Living in the Snow: Makalu

By Awanderingphoto

“Very few care for this laborious kind of pursuit, which is in no means lucrative. It is not everyone who can take pleasure in climbing hills which reach the clouds.”

Starting out from what is considered the last settlement, the last town in which people live besides the sporadic tea houses set up for climbers, Kevin and I felt great. Though our muscles were a bit sore, Kevin had fixed his back problem by creating a bamboo frame for his backpack, while the fuzzy slippers I had been hiking in had given my painful blisters time to harden into calluses. We steadily gained over a thousand meters of elevation without hardly realizing it, that is, before we came to the snow. Though we only had five hundred or so meters left to gain for the day, we were slowed down immensely by the fact that we were walking up an extremely steep hillside completely covered in snow. I found myself more often than not using my hands and knees to push myself up through the most difficult sections, and joked that for every two steps up, I was sliding at least one down. Eventually though we spotted a decently sized cabin type structure through the clouds and snow and knew we had arrives.
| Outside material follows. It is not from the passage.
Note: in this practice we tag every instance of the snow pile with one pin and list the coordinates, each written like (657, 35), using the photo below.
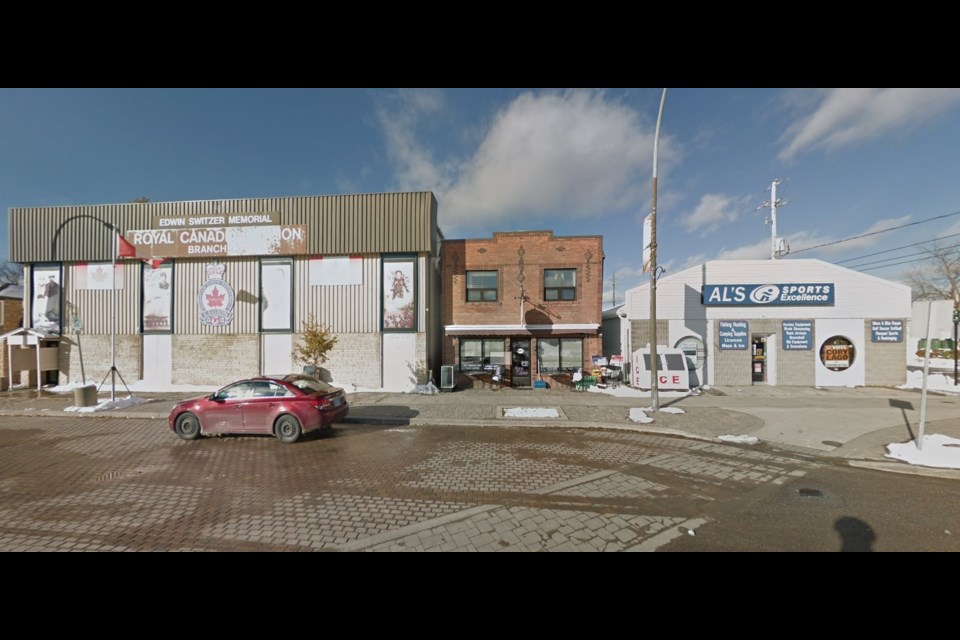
(740, 439)
(530, 412)
(639, 415)
(108, 405)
Here is our tent covered in fog. This is what it looked like for much of our two day stay.

We spent the afternoon hanging out with three geologists who were here to collect rock samples. They had three cooks and four porters, and Kevin was definitely jealous of their luxurious life even up here in the mountains. It was cold though, bitterly cold. Though the temperature stayed above freezing during the day, it was so wet as we were constantly socked in by clouds. Is created a bone-chilling inescapable cold which would stay with us throughout the whole day.

Here we are roasting socks over the fire to dry them out.

Luckily the next morning we did indeed get to see the mountains, if only for a brief amount of time, before the clouds rolled back in.

As we were at 3,600m and were planning to climb three passes the next day, we opted for an acclimatization day to prepare for the climb. Unfortunate Kevin got sick (again, probably the same thing that he had before which never completely went away) so we ended up spending an extra day hanging out, playing cards, and trying to stay warm.

Though it was cold, wet, and miserable, I couldn’t have been more happy to be in the mountains. While most people find snow camping unbearable (because it definitely can be..), living in nature surrounded by mountains right on top of the wonderful snow is always more than enough to take away the misery it may cause.